From: Robert Haas on
On Tue, Mar 30, 2010 at 12:26 AM, Fujii Masao <masao.fujii(a)gmail.com> wrote:
> On Wed, Mar 3, 2010 at 9:41 PM, Fujii Masao <masao.fujii(a)gmail.com> wrote:
>> On Wed, Feb 24, 2010 at 2:18 PM, Fujii Masao <masao.fujii(a)gmail.com> wrote:
>>> If standby_mode is enabled, and neither primary_conninfo nor restore_command
>>> are set, the standby would get stuck. How about forbidding (i.e., causing a
>>> FATAL message) this wrong setting?
>>
>> Here is the patch which forbids that wrong setting of recovery.conf.
>
> I think that this patch should be applied. Otherwise, if you wrongly
> set neither primary_conninfo nor restore_command in recovery.conf,
> the standby server would do nothing and get stuck because it doesn't
> know where to retrieve the WAL files from. Banning the incorrect
> setting makes sense to me.
>
> Does anyone commit the patch? Does anyone have a say?

I just tested this and it seems to just sit there doing this over and
over again:

LOG: record with zero length at 0/3006B28

I'm not sure that we should forbid this configuration, but the current
behavior doesn't seem right either. ISTM that, in the absence of a
way to get any more WAL, it would be reasonable for the standby server
to just start up and sit there in recovery mode but without actually
advancing recovery, but the repeated log messages are pretty annoying.
If we're connected in streaming mode and there is no activity on the
primary, we don't emit logs of this type, so it doesn't seem like we
should do that if there is no primary either.

A related question is... do we ever reload recovery.conf? I tried
adding the setting to recovery.conf and doing pg_ctl reload, and it
says that it's "reloading configuration files", but doesn't pick up
the new setting. :-(

....Robert

--
Sent via pgsql-hackers mailing list (pgsql-hackers(a)postgresql.org)
To make changes to your subscription:
http://www.postgresql.org/mailpref/pgsql-hackers

From: Fujii Masao on
On Wed, Mar 31, 2010 at 12:21 PM, Robert Haas <robertmhaas(a)gmail.com> wrote:
> I just tested this and it seems to just sit there doing this over and
> over again:
>
> LOG:  record with zero length at 0/3006B28
>
> I'm not sure that we should forbid this configuration, but the current
> behavior doesn't seem right either.  ISTM that, in the absence of a
> way to get any more WAL, it would be reasonable for the standby server
> to just start up and sit there in recovery mode but without actually
> advancing recovery, but the repeated log messages are pretty annoying.

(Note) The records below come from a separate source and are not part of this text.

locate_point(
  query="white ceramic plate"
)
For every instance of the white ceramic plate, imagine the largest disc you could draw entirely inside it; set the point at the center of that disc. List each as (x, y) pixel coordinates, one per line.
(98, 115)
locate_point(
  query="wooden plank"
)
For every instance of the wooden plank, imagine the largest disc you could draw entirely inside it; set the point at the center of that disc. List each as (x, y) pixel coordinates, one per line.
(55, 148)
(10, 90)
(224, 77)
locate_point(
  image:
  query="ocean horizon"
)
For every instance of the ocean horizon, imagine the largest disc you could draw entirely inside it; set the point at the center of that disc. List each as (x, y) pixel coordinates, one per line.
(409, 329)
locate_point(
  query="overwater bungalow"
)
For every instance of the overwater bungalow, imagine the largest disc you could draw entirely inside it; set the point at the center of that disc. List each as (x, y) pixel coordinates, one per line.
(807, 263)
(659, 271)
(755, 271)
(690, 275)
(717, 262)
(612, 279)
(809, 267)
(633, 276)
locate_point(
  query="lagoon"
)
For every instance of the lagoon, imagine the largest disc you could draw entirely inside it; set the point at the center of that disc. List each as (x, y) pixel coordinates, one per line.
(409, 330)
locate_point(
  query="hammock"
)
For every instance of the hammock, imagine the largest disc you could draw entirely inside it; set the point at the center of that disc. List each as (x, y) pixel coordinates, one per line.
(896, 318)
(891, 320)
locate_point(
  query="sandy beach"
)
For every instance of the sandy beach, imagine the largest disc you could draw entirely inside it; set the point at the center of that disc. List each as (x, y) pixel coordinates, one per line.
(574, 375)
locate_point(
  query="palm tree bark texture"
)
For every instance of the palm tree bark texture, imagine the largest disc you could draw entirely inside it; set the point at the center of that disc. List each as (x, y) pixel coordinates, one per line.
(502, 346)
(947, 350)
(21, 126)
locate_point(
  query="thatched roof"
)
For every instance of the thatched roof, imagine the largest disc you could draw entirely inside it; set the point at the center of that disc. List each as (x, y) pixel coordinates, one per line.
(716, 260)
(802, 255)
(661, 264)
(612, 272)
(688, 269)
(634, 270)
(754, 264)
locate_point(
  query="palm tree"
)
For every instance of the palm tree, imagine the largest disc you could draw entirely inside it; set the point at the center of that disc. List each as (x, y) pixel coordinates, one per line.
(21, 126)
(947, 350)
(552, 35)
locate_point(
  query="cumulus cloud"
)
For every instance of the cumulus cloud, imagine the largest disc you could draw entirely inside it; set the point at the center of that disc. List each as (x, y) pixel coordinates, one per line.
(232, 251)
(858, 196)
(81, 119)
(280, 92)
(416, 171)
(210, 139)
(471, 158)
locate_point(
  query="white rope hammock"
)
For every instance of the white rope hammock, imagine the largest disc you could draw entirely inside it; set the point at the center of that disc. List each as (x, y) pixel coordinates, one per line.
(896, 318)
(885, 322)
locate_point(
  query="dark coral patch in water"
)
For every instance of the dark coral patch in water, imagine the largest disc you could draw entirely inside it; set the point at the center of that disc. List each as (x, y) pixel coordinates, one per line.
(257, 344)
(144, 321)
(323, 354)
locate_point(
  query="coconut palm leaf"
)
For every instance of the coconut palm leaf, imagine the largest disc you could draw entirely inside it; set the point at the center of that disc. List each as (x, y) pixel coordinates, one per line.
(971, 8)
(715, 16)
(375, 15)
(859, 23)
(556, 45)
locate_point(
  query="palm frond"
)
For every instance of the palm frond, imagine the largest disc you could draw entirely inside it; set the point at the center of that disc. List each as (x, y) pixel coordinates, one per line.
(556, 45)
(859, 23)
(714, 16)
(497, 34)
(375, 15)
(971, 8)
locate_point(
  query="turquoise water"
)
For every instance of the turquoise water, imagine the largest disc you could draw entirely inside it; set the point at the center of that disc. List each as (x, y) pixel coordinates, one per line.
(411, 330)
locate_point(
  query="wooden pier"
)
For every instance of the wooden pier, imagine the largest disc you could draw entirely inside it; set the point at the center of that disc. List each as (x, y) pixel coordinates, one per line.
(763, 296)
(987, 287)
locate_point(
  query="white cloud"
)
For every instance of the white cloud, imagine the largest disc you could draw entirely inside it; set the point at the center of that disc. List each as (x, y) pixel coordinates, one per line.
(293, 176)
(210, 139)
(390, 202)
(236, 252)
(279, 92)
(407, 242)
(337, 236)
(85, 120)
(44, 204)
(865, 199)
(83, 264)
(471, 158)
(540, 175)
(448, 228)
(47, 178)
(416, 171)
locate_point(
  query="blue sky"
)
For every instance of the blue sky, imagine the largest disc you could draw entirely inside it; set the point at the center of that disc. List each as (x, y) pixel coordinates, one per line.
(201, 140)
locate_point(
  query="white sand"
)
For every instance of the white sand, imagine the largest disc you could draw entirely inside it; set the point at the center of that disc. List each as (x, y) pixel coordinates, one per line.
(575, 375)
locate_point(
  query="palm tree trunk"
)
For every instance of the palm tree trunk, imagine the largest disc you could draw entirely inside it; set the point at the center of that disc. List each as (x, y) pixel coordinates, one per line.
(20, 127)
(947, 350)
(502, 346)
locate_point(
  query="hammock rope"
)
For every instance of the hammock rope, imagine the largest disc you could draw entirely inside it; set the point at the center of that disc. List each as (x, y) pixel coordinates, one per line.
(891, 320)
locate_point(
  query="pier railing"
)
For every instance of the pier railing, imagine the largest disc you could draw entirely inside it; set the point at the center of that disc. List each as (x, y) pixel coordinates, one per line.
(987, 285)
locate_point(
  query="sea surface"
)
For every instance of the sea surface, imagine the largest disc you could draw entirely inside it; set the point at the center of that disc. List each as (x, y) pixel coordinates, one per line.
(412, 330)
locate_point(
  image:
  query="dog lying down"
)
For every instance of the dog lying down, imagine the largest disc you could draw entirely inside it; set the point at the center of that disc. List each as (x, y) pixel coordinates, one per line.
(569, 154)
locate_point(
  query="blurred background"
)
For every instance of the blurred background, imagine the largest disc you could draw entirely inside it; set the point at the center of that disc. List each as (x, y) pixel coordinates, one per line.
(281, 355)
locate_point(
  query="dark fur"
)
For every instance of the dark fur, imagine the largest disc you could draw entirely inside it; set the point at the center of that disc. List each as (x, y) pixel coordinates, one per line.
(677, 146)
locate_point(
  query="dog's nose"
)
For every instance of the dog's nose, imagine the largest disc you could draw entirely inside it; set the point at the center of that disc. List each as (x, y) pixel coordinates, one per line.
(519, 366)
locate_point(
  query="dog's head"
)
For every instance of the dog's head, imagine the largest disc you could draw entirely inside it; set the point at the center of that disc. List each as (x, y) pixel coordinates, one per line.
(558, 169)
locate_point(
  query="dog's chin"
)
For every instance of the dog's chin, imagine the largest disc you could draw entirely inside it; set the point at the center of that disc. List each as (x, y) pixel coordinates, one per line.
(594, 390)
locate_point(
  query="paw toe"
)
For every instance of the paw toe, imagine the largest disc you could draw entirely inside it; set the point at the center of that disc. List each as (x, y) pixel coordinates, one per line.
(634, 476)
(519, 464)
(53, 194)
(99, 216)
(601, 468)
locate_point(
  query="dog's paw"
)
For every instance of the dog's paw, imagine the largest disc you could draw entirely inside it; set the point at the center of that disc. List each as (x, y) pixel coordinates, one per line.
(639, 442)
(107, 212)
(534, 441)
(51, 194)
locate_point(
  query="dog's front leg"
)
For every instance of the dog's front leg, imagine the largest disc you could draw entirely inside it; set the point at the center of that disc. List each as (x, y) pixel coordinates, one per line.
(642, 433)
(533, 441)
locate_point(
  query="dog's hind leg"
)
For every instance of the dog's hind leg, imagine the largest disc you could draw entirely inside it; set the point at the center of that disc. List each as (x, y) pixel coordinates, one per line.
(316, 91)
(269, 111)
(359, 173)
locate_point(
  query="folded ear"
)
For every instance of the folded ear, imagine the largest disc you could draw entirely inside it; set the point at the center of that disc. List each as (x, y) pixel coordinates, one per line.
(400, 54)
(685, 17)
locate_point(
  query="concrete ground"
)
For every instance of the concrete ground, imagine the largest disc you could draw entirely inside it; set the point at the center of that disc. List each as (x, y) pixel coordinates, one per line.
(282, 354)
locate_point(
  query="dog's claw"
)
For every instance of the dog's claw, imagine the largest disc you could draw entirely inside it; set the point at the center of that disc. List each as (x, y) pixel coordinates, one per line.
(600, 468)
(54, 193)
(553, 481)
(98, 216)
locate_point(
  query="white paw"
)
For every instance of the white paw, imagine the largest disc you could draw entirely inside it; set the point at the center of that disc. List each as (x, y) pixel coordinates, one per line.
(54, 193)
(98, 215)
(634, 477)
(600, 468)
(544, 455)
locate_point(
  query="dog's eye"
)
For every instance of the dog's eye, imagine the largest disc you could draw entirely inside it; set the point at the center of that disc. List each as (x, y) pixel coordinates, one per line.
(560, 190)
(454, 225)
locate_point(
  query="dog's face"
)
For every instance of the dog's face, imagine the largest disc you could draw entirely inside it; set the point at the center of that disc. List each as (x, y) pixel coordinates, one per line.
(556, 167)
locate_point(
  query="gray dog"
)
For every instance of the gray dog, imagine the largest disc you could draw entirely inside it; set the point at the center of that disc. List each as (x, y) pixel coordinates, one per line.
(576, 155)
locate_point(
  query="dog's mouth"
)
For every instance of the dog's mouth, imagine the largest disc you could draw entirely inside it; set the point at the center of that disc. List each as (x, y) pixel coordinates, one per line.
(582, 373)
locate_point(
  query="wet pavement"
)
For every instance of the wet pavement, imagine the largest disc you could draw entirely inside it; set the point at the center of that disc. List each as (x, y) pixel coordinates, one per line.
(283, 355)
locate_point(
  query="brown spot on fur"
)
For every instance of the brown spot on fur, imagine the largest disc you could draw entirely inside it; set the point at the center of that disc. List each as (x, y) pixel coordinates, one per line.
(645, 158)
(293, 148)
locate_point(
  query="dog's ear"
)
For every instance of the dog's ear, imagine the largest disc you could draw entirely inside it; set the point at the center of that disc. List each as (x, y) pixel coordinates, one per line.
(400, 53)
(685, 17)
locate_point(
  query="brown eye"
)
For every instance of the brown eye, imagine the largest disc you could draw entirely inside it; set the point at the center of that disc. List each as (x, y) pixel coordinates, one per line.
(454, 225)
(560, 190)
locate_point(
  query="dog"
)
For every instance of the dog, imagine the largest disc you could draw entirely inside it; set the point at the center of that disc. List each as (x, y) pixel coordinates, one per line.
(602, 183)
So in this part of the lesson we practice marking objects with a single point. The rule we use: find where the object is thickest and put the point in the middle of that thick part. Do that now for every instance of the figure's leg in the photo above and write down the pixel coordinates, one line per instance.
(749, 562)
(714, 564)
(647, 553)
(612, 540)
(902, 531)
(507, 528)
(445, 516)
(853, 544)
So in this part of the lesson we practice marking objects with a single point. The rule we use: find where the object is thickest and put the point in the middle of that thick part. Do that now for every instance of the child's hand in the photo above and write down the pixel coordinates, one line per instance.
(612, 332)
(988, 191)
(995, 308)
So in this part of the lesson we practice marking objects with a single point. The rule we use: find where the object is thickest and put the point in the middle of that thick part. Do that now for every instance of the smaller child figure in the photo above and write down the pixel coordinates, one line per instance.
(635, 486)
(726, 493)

I'm concerned about that the configuration might prevent the standby
from accepting connection from a client because it cannot get the WAL
for making the database consistent. So that configuration seems to be
reasonable only when starting the standby from the already-consistent
database or with enough WAL files in pg_xlog. But it seems to me that
the standby often starts from the inconsistent database without enough
WAL in pg_xlog.

> A related question is... do we ever reload recovery.conf?  I tried
> adding the setting to recovery.conf and doing pg_ctl reload, and it
> says that it's "reloading configuration files", but doesn't pick up
> the new setting.  :-(

recovery.conf cannot be reloaded while the server is running. This
restriction should be removed in the future release, I think.

Regards,

--
Fujii Masao
NIPPON TELEGRAPH AND TELEPHONE CORPORATION
NTT Open Source Software Center

--
Sent via pgsql-hackers mailing list (pgsql-hackers(a)postgresql.org)
To make changes to your subscription:
http://www.postgresql.org/mailpref/pgsql-hackers

From: Robert Haas on
On Wed, Mar 31, 2010 at 1:47 AM, Fujii Masao <masao.fujii(a)gmail.com> wrote:
> On Wed, Mar 31, 2010 at 12:21 PM, Robert Haas <robertmhaas(a)gmail.com> wrote:
>> I just tested this and it seems to just sit there doing this over and
>> over again:
>>
>> LOG:  record with zero length at 0/3006B28
>>
>> I'm not sure that we should forbid this configuration, but the current
>> behavior doesn't seem right either.  ISTM that, in the absence of a
>> way to get any more WAL, it would be reasonable for the standby server
>> to just start up and sit there in recovery mode but without actually
>> advancing recovery, but the repeated log messages are pretty annoying.
>
> I'm concerned about that the configuration might prevent the standby
> from accepting connection from a client because it cannot get the WAL
> for making the database consistent. So that configuration seems to be
> reasonable only when starting the standby from the already-consistent
> database or with enough WAL files in pg_xlog. But it seems to me that
> the standby often starts from the inconsistent database without enough
> WAL in pg_xlog.

Agreed. I think if the server starts up in standby mode and it is an
inconsistent state with no source of WAL, then the startup process
should exit with a suitable error message, which AIUI will result in
the whole server shutting down. However if there is no source of WAL
but the server is in a consistent state, then I think we should allow
it to start up as a read-only standby.

Now, an interesting question is - if the server is in this state, and
somebody manually drops more WAL into pg_xlog, what happens? And what
happens in the similar case where primary_conninfo is set but we can't
connect to the master at the moment, and someone drops a pile of WAL
on us?

>> A related question is... do we ever reload recovery.conf?  I tried
>> adding the setting to recovery.conf and doing pg_ctl reload, and it
>> says that it's "reloading configuration files", but doesn't pick up
>> the new setting.  :-(
>
> recovery.conf cannot be reloaded while the server is running. This
> restriction should be removed in the future release, I think.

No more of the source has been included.